The History of Business Law at Yale
Friedrich Kessler, Sterling Professor of Law, 1935-39, 1947-70
Friedrich Kessler (1901-1998) fled Nazi Germany in 1934 and came to Yale, where he remained until 1970 except for a stint at the University of Chicago Law School from 1938-47. Kessler was a self-described Legal Realist, and one of the world’s leading contracts scholars.
Kessler described the Legal Realist’s task as “constantly testing out the desirability, efficiency and fairness of inherited legal rules and institutions in terms of the present needs of society.” “Natural Law, Justice and Democracy—Some Reflections on Three Types of Thinking About Law and Justice,” 19 Tul. L. Rev. 32, 52 (1944). Much of Kessler’s most important work consisted of “testing out” the doctrine of “freedom of contract.”
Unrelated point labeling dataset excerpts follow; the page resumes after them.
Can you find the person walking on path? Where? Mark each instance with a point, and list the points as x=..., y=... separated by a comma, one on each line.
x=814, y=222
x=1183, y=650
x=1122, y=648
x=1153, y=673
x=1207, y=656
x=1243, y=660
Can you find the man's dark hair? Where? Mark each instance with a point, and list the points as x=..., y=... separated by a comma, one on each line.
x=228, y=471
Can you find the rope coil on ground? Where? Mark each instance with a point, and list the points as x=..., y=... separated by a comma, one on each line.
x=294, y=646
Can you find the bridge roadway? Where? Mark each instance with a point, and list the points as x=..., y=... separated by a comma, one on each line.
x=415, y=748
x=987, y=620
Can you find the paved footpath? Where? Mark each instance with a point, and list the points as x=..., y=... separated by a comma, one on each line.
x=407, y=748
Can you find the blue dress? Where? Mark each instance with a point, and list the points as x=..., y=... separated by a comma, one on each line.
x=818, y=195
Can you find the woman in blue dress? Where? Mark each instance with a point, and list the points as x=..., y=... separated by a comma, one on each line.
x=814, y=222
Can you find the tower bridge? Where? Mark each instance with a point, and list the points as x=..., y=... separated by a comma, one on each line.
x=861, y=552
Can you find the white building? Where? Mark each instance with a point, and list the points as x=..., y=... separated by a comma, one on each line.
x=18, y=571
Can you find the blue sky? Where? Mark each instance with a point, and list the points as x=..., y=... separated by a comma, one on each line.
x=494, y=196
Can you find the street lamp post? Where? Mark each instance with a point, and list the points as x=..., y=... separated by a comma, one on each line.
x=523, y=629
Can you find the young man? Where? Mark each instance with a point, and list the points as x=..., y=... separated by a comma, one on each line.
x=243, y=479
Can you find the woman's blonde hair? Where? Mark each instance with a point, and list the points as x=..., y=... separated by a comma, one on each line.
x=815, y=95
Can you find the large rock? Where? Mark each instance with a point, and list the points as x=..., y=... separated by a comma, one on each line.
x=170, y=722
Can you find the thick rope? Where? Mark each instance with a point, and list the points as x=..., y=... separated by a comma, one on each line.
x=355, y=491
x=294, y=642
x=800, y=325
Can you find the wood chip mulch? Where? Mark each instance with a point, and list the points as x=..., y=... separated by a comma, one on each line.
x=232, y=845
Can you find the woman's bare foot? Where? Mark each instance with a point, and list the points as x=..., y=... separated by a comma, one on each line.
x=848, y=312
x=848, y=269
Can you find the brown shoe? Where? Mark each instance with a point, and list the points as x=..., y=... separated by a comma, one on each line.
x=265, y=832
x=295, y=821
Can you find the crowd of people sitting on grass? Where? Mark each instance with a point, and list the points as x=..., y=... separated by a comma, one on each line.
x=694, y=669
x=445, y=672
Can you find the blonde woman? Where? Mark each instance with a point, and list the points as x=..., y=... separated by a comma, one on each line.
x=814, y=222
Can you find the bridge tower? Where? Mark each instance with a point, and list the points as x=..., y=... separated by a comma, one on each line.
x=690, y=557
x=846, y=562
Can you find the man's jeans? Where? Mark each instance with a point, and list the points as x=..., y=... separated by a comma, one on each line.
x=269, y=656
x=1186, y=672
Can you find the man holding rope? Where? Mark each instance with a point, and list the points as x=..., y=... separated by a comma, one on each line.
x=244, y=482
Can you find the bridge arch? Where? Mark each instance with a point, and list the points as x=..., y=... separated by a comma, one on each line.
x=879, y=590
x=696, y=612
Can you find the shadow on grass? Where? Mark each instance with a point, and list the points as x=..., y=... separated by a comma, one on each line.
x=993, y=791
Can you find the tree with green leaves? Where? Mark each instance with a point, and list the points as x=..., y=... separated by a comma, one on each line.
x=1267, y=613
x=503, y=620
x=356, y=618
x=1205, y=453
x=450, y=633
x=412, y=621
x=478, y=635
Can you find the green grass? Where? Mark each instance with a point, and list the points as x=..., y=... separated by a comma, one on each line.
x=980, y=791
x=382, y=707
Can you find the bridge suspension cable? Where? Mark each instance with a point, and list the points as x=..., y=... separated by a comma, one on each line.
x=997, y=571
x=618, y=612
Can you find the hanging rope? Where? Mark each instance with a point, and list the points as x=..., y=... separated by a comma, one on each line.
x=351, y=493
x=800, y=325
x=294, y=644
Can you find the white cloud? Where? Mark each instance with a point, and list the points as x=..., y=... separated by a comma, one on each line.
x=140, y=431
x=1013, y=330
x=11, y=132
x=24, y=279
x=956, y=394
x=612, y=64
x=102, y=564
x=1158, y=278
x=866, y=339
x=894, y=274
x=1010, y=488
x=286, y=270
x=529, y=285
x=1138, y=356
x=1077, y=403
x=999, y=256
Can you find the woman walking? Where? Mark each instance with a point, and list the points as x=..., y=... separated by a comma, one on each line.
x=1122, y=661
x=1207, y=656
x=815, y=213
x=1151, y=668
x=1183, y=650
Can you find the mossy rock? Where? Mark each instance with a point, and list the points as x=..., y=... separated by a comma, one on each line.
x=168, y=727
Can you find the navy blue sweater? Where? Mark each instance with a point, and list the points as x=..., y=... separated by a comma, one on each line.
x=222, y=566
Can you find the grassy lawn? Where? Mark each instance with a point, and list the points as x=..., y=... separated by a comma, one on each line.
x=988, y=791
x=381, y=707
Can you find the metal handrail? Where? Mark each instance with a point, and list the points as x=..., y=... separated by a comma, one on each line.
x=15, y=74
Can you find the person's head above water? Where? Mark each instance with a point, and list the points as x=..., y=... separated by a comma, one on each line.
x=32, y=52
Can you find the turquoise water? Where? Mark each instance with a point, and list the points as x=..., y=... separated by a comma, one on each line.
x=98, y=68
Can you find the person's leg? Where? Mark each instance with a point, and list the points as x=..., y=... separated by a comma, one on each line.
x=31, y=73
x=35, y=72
In his celebrated article, “Contracts of Adhesion—Some Thoughts About Freedom of Contract,” 43 Colum. L. Rev. 629 (1943), Kessler maintained that Eighteenth century concepts of freedom of contract were inadequate to the realities of modern industrial economies. Through standardized contracts, he contended, parties with stronger bargaining power – in particular, large corporations – could impose their will on individuals, and courts were reluctant to give up the language of freedom of contract, even when they decided in favor of the weaker party, creating doctrinal confusion, instead of recognizing the modern contracting context and modifying the concept of freedom of contract to fit the contracting circumstances.